It had snowed overnight. After breakfast of some pastries we had bought in the supermarket, we headed out into the park. On the way we saw these elk bulls butting heads.Once in the park, we got a picture of ourselves at the entrance.Due to incomplete instructions from the ranger the day before, and because of plans being made on the fly, it took a while to get to the trail head that we finally decided to hike from. We started at the Park and Ride lot on Bear Lake road at about 8800 feet elevation and took the trail to Bierstadt Lake. The temperature was 30 degrees F when we started. We climbed through the snowy woods.It was tough! We reached a spot by the lake after a couple of miles, and an hour and a half of laborious climbing. It was a small lake, which had its own beauty in the snow. The altitude was supposed to be 9460 feet.We took a different trail down the side of the mountain to the actual official trail head for the climb to this lake on the way back to the car. The view of the valley as we switchbacked down the mountain was spectacular in spite of the weather.It would have been much more amazing if the skies had been clear. At the bottom of the mountain we turned east, and we walked on a trail that ran along the road, back to the parking lot at the Park and Ride location.Five miles of walking! The temperature had risen to 37 degrees by then.
After a lunch of peanut butter, carrots, and fruit, and a Clif bar for myself, we drove to Bear Lake. The lake itself is at a height of about 9600 feet. It was back to freezing temperatures – 32 degrees F – because of the altitude! After a short and quick walk around the lake,we hit the roads to head out of town. We had a 250 mile ride ahead of us.
We headed south past the town of Boulder, and picked up Interstate 70 at Golden, CO, the birthplace of Coors beer. There was only time for a stop to fill gas (petrol) and get a quick drink of hot chocolate.
Then began the most spectacular ride on Interstate 70 towards the place we were staying for the night – Parachute, CO. We crossed the Rocky mountains. The weather was all over the place during the ride through the mountains, but it was a notable experience nonetheless. That part of the ride started with heavy fog in a winding section of the road as we climbed into the mountains. I was not happy at that point. We then encountered rain and snow in some other sections, and in some places it looked like the sky was going to clear up. We crossed the the mountains through a tunnel above 10000 feet. It was clear on one side and we could see the snow covered mountains of the Rockies for the first time,and on the other side of the tunnel it was snowing so heavily that the surface of the road was covered with snow and traffic was moving more slowly. The weather kept changing. We went past the ski towns of Breckenridge and Vail. It started raining lightly once again as we drove through Glenwood Canyon at the western end of the ride through the mountains. We emerged from the windy section of the road at Glenwood Springs and the ski area of Aspen.
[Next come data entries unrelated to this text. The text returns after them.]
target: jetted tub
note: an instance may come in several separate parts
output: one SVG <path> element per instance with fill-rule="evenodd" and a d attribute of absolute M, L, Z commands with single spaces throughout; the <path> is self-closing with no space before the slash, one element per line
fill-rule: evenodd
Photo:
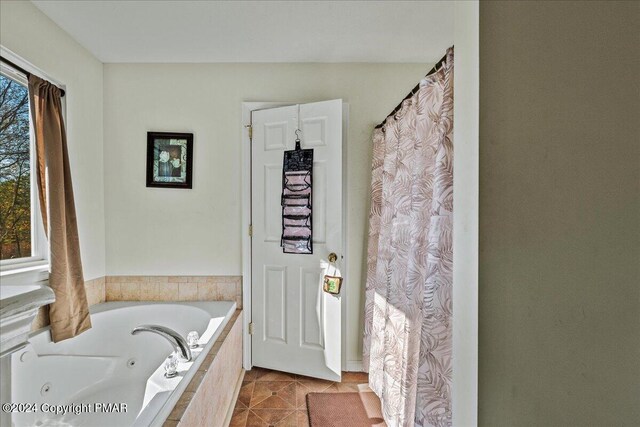
<path fill-rule="evenodd" d="M 93 327 L 53 343 L 35 332 L 11 357 L 11 402 L 22 426 L 159 426 L 184 392 L 236 309 L 234 302 L 108 302 L 91 307 Z M 200 334 L 193 360 L 164 377 L 174 350 L 153 333 L 131 335 L 142 324 L 167 326 L 185 339 Z M 30 412 L 27 412 L 31 410 Z M 56 413 L 57 412 L 57 413 Z"/>

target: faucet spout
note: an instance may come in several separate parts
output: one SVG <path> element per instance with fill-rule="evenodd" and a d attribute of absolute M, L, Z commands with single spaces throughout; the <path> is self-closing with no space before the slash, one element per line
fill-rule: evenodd
<path fill-rule="evenodd" d="M 171 346 L 180 353 L 184 360 L 187 362 L 191 361 L 191 349 L 189 348 L 189 344 L 187 344 L 187 341 L 173 329 L 160 325 L 140 325 L 133 328 L 131 335 L 136 335 L 140 332 L 152 332 L 160 335 L 171 343 Z"/>

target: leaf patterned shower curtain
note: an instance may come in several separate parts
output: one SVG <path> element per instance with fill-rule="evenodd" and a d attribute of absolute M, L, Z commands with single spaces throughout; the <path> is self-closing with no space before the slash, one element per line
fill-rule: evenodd
<path fill-rule="evenodd" d="M 389 426 L 451 425 L 453 48 L 373 135 L 364 365 Z"/>

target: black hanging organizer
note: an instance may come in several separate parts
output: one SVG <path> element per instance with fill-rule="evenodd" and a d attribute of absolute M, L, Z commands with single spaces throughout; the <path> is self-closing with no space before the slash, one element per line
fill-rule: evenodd
<path fill-rule="evenodd" d="M 311 188 L 313 149 L 300 148 L 296 130 L 296 148 L 284 152 L 282 167 L 282 238 L 286 254 L 312 254 Z"/>

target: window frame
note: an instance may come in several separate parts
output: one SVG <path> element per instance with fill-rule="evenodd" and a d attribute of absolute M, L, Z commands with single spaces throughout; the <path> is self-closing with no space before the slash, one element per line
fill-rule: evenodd
<path fill-rule="evenodd" d="M 2 52 L 5 56 L 5 52 Z M 14 58 L 10 58 L 14 61 Z M 24 63 L 24 61 L 20 61 Z M 20 64 L 22 65 L 22 64 Z M 27 68 L 28 69 L 28 68 Z M 15 81 L 25 87 L 29 87 L 27 76 L 13 68 L 11 65 L 0 61 L 0 74 L 8 79 Z M 64 116 L 64 108 L 63 108 Z M 49 242 L 47 240 L 44 224 L 42 220 L 42 211 L 40 210 L 40 197 L 38 195 L 37 172 L 35 162 L 35 137 L 33 123 L 31 121 L 31 112 L 29 110 L 29 179 L 30 179 L 30 201 L 31 201 L 31 256 L 0 260 L 0 277 L 2 282 L 14 282 L 10 276 L 17 274 L 42 273 L 49 269 Z M 46 277 L 39 277 L 46 278 Z M 9 283 L 6 283 L 9 284 Z"/>

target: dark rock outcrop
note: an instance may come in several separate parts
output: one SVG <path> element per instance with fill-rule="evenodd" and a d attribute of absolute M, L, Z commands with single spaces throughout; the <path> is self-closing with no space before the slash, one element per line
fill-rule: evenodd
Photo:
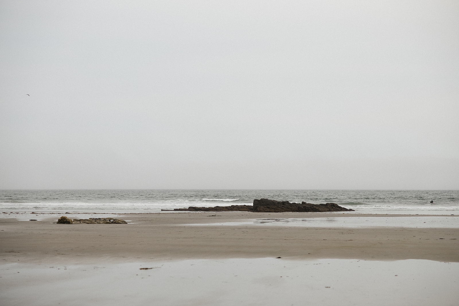
<path fill-rule="evenodd" d="M 71 224 L 72 219 L 69 219 L 65 216 L 62 216 L 57 220 L 58 224 Z"/>
<path fill-rule="evenodd" d="M 162 209 L 162 211 L 167 211 Z M 175 211 L 253 211 L 257 212 L 284 212 L 287 211 L 302 212 L 321 212 L 323 211 L 353 211 L 341 207 L 334 203 L 325 204 L 312 204 L 306 202 L 301 204 L 290 203 L 288 201 L 276 201 L 268 199 L 255 199 L 253 205 L 231 205 L 231 206 L 216 206 L 214 207 L 196 207 L 190 206 L 188 208 L 176 208 Z"/>
<path fill-rule="evenodd" d="M 123 220 L 114 219 L 113 218 L 90 218 L 89 219 L 69 219 L 62 216 L 57 220 L 60 224 L 127 224 L 128 223 Z"/>

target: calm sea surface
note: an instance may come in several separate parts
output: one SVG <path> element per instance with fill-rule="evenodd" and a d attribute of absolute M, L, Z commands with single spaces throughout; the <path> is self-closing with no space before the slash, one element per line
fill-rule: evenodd
<path fill-rule="evenodd" d="M 333 202 L 361 213 L 459 214 L 459 190 L 3 190 L 0 211 L 158 212 L 190 206 L 251 205 L 262 198 Z"/>

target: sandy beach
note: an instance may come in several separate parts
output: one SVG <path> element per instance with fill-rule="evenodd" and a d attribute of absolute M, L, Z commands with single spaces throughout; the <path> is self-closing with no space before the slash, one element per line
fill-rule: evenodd
<path fill-rule="evenodd" d="M 459 298 L 459 228 L 432 227 L 459 216 L 147 213 L 118 215 L 127 224 L 58 224 L 60 215 L 34 215 L 0 219 L 5 305 L 76 305 L 82 295 L 88 305 L 453 305 Z M 425 225 L 340 227 L 353 217 Z"/>
<path fill-rule="evenodd" d="M 39 215 L 36 216 L 39 216 Z M 459 262 L 457 228 L 190 226 L 275 218 L 363 217 L 352 214 L 250 212 L 128 214 L 128 224 L 57 224 L 0 219 L 3 262 L 71 262 L 288 257 Z M 70 217 L 86 217 L 84 214 Z M 377 217 L 398 215 L 374 215 Z M 453 216 L 445 216 L 446 218 Z M 38 217 L 34 217 L 35 218 Z M 459 216 L 456 216 L 459 218 Z M 344 220 L 344 219 L 343 219 Z M 426 224 L 427 226 L 427 224 Z"/>

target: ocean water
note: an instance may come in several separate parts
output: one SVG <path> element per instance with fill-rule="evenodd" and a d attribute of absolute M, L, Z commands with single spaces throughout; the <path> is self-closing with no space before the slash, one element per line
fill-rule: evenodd
<path fill-rule="evenodd" d="M 262 198 L 333 202 L 357 213 L 459 214 L 459 190 L 1 190 L 0 211 L 159 212 L 190 206 L 251 205 Z"/>

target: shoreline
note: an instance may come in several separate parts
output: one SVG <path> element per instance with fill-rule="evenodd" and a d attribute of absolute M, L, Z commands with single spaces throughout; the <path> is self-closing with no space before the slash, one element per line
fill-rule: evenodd
<path fill-rule="evenodd" d="M 72 218 L 79 214 L 66 215 Z M 459 262 L 457 228 L 191 225 L 257 218 L 431 215 L 232 211 L 112 214 L 130 224 L 54 223 L 60 214 L 37 221 L 4 217 L 0 218 L 0 262 L 77 264 L 277 257 Z"/>

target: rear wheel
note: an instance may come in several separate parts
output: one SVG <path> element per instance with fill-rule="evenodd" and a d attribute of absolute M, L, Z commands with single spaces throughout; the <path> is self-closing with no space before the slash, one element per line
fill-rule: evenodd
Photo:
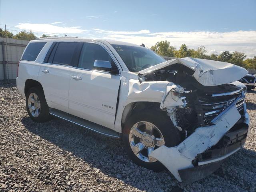
<path fill-rule="evenodd" d="M 165 168 L 149 154 L 163 145 L 170 147 L 180 141 L 178 130 L 166 113 L 147 110 L 131 116 L 126 122 L 123 139 L 129 157 L 137 165 L 154 171 Z"/>
<path fill-rule="evenodd" d="M 44 122 L 51 119 L 44 92 L 40 87 L 30 88 L 26 94 L 26 107 L 32 120 Z"/>

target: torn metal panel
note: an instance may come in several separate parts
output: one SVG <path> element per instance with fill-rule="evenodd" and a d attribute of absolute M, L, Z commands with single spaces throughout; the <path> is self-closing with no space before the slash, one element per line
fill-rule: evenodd
<path fill-rule="evenodd" d="M 166 61 L 138 72 L 142 77 L 152 72 L 176 64 L 194 71 L 193 76 L 202 85 L 216 86 L 237 81 L 248 73 L 244 68 L 226 62 L 186 57 Z"/>
<path fill-rule="evenodd" d="M 134 79 L 136 78 L 137 80 Z M 128 106 L 132 103 L 139 102 L 159 103 L 161 103 L 161 109 L 167 106 L 184 105 L 184 102 L 180 98 L 175 100 L 172 97 L 170 90 L 174 88 L 180 87 L 173 83 L 163 81 L 144 82 L 141 83 L 136 75 L 130 72 L 123 72 L 121 84 L 120 102 L 115 124 L 115 129 L 119 132 L 122 132 L 122 120 L 124 119 L 123 112 L 126 112 L 125 115 L 128 112 L 127 110 L 125 110 L 126 107 Z"/>
<path fill-rule="evenodd" d="M 199 127 L 178 146 L 162 146 L 150 156 L 160 161 L 178 181 L 182 182 L 178 170 L 194 167 L 192 162 L 197 154 L 216 144 L 240 117 L 233 104 L 215 121 L 215 124 Z"/>

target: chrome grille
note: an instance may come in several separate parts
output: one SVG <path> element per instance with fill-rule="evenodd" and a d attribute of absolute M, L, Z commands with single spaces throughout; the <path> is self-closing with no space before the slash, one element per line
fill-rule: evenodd
<path fill-rule="evenodd" d="M 200 100 L 204 112 L 205 122 L 209 124 L 211 120 L 230 106 L 238 97 L 242 97 L 242 89 L 228 93 L 206 94 L 205 100 Z M 236 108 L 240 113 L 243 112 L 244 97 L 236 102 Z"/>

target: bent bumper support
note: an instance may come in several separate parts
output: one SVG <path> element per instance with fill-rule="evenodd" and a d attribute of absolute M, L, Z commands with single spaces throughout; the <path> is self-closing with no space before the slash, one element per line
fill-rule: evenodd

Glenwood Canyon was spectacular, with the highway hugging the vertical sides of the canyon, supported by various concrete structures, the Colorado river below us, and the Denver and Rio Grande railroad line on the other side of the Colorado river. (I may be wrong, but it is possible that Amtrak’s California Zephyr train from Chicago to San Francisco runs on this line.)
After another over hundred miles of driving past towns with names like Gypsum, Silt, and Rifle, we arrived at Parachute. We drove into the sunset as the skies cleared out a little bit.After dinner with margaritas at the Mexican place in this small town, we crashed out. This tiny place looks interesting. We can probably see everything there is in town in 15 minutes. The hotel room was remarkably affordable, and recommended to anyone coming this way.
Now it is on to Moab, and Arches and Canyonlands National Parks. The weather should be warmer from now on.